Como cosmetologista com uma doença crônica invisível, Brittany Wisowaty, 21 anos, tornou-se proficiente em mascarar suas deficiências. Por cerca de cinco anos, ela teve dor abdominal crônica que torna difícil comer e adquirir energia suficiente para trabalhar ou fazer seu próprio cabelo ou maquiagem pela manhã.

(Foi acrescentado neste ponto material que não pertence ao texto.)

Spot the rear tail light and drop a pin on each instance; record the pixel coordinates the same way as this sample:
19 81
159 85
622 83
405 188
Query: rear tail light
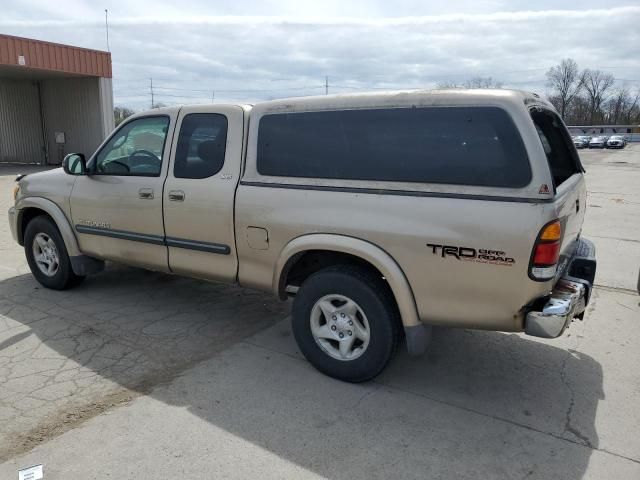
546 252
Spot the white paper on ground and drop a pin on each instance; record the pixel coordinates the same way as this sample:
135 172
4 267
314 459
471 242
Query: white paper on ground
31 473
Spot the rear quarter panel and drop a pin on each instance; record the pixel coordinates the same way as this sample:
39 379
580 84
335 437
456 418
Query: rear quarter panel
447 290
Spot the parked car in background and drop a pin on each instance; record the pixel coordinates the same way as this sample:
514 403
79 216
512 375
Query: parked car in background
581 141
616 141
598 142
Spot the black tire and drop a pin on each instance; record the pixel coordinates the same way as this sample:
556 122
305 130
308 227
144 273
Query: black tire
64 277
375 300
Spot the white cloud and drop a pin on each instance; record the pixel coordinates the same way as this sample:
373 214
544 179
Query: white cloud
256 57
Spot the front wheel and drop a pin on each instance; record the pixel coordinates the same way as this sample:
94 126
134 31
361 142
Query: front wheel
47 255
346 323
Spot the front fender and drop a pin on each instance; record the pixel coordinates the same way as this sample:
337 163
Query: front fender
58 216
367 251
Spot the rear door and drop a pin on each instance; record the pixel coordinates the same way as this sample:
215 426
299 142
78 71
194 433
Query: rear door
568 179
200 190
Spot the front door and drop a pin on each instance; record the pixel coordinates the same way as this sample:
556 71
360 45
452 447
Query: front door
200 190
117 208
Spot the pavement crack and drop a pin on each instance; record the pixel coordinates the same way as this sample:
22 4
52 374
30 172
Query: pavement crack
568 426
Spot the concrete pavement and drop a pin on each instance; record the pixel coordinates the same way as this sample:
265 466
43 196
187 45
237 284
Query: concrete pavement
478 405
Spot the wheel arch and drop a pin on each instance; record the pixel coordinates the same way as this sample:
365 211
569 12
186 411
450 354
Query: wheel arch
365 252
30 207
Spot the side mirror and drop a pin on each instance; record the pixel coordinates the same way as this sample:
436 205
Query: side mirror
75 164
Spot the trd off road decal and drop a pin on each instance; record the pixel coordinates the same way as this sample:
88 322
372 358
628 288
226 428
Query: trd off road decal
468 254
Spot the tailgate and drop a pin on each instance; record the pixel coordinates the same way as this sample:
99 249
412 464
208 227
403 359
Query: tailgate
568 179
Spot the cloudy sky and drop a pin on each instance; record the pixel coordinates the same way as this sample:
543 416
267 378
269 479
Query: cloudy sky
248 50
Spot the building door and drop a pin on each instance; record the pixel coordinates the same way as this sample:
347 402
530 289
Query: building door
21 139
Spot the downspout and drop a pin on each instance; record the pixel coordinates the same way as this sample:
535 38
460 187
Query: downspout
43 125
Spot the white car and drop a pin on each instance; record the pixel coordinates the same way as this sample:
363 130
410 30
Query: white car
616 141
598 142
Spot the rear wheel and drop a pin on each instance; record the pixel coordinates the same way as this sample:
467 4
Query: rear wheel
346 322
47 255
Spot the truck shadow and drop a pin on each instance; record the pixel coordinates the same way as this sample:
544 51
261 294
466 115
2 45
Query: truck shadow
480 403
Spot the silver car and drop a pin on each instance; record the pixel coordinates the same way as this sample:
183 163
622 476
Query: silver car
598 142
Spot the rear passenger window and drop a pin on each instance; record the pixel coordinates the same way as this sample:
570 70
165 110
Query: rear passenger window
201 145
457 145
557 144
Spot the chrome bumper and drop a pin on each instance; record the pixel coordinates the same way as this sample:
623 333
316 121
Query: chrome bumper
12 223
567 301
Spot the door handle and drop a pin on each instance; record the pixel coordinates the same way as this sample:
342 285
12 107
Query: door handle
146 193
176 195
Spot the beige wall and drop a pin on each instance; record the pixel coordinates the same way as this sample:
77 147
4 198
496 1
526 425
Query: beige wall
73 106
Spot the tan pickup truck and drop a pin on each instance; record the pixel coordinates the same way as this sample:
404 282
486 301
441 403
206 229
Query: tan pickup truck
381 214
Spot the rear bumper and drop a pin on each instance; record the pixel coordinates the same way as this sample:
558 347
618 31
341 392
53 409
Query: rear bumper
550 316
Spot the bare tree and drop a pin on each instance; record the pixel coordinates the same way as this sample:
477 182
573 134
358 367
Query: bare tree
597 85
475 82
447 84
631 112
566 81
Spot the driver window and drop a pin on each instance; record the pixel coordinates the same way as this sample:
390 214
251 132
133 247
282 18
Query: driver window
136 149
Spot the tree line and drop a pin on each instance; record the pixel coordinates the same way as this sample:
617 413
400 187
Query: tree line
591 97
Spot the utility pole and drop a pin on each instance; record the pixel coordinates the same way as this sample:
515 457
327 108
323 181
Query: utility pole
151 86
106 25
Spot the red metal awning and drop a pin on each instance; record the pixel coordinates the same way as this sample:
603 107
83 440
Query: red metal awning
25 53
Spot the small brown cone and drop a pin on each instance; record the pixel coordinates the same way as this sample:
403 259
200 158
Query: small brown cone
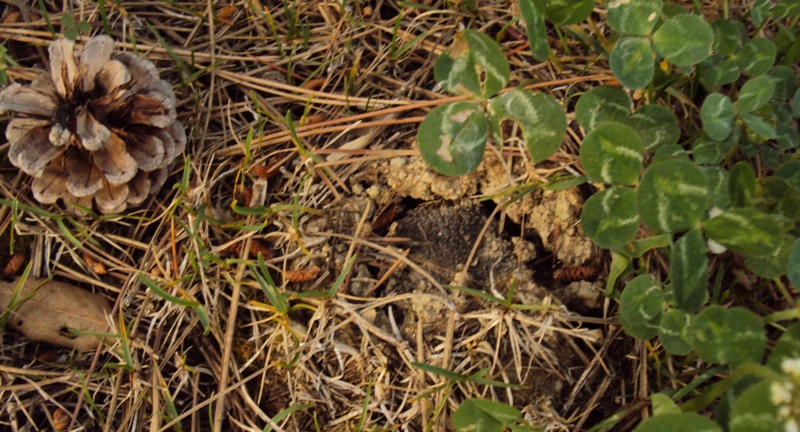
98 128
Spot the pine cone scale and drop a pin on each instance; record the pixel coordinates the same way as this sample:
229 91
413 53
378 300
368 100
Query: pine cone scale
63 68
52 185
85 179
147 150
96 54
115 162
91 132
34 152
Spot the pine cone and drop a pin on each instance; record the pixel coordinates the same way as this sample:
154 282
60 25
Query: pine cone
97 127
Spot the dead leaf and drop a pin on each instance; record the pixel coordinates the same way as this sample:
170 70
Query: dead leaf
224 15
14 265
94 264
53 309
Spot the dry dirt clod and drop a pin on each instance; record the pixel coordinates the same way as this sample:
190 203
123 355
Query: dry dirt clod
99 127
43 310
413 177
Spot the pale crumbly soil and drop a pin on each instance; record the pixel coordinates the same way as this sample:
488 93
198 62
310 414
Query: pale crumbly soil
344 362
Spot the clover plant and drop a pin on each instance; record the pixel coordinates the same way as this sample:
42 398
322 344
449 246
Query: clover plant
729 182
452 138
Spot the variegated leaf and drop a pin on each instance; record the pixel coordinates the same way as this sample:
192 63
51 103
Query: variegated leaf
656 124
541 118
745 230
717 115
609 217
641 306
612 153
673 330
689 271
684 40
755 93
632 62
474 65
633 17
602 104
728 336
672 196
452 138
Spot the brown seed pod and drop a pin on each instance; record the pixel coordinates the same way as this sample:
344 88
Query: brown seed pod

Ela foi diagnosticada com doença de Crohn, colite ulcerativa e síndrome do vômito cíclico, entre outras condições.
Tendo trabalhado em salões desde que era adolescente, Wisowaty testemunhou em primeira mão como as pessoas com deficiência são tratadas em espaços de beleza. “As pessoas são embaralhadas pela porta dos fundos e não podem subir ao segundo andar para a massagem porque não há elevador”, disse Wisowaty, que é uma defensora ao paciente da Epic Foundation, organização sem fins lucrativos que oferece apoio a pessoas com doenças crônicas.
“É realmente desanimador ser honesto com você. É difícil dizer a uma pessoa em uma cadeira de rodas que ela não pode cortar o cabelo porque não temos uma rampa ou que nossos banheiros não podem acomodá-la, então ela tem que usar uma fralda ou descobrir”.
Wisowaty muitas vezes quer ser aquele “vigilante irritado da justiça”, conta ao BuzzFeed News; no entanto, ela tem que se deitar “porque as pessoas simplesmente não entendemos. Temos que conscientizar as pessoas de que há outros que não têm acesso à beleza, mas querem e merecem”. No grande esquema das coisas, as pessoas com deficiência não são vistas como lucrativas, disse Wisowaty, mas um olhar sobre a Geração Z e os interesses da geração do milênio prova o contrário: “eles têm o maior poder de compra nesta indústria e estão interessados em um capitalismo mais consciente; estão mais dispostos a comprar produtos se sentirem que há um bem maior por trás disso”.
Quando as marcas de maquiagem tornam seus produtos mais acessíveis, elas estão adquirindo clientes fiéis que lhes dão publicidade gratuita porque a comunidade de deficientes vai “gritar dos telhados”, acrescentou ela. “Eles contarão a todos porque encontraram algo que funciona para eles”. É por isso que a Rare Beauty está “se tornando absolutamente viral” no TikTok, disse Wisowaty. “Eles têm sido tão atenciosos em seu processo de design, então isso a diferencia de outras marcas”.
“Como pessoa com deficiência, foi aí que meu amor pela beleza começou”, disse Wisowaty. “Era quase um escudo de armadura para me proteger da maneira como as pessoas me olhavam, porque talvez eu não pudesse controlar o que eles pensavam de mim em termos de minha deficiência, o que era algo que eu poderia controlar”.
Seu objetivo é trabalhar com salões de beleza e ajudar a tornar seus produtos, empregos e espaços mais acessíveis. Em última análise, ela gostaria de abrir seu próprio salão, que ofereceria ia às pessoas com diferentes deficiências “os serviços que merecem a um preço razoável”.
“Engatar-se com a indústria da beleza pode ser extremamente valioso quando você vive em um mundo que faz você se sentir tão diferente”, finaliza Wisowaty. “A maquiagem pode ser um refúgio para pessoas com deficiência”.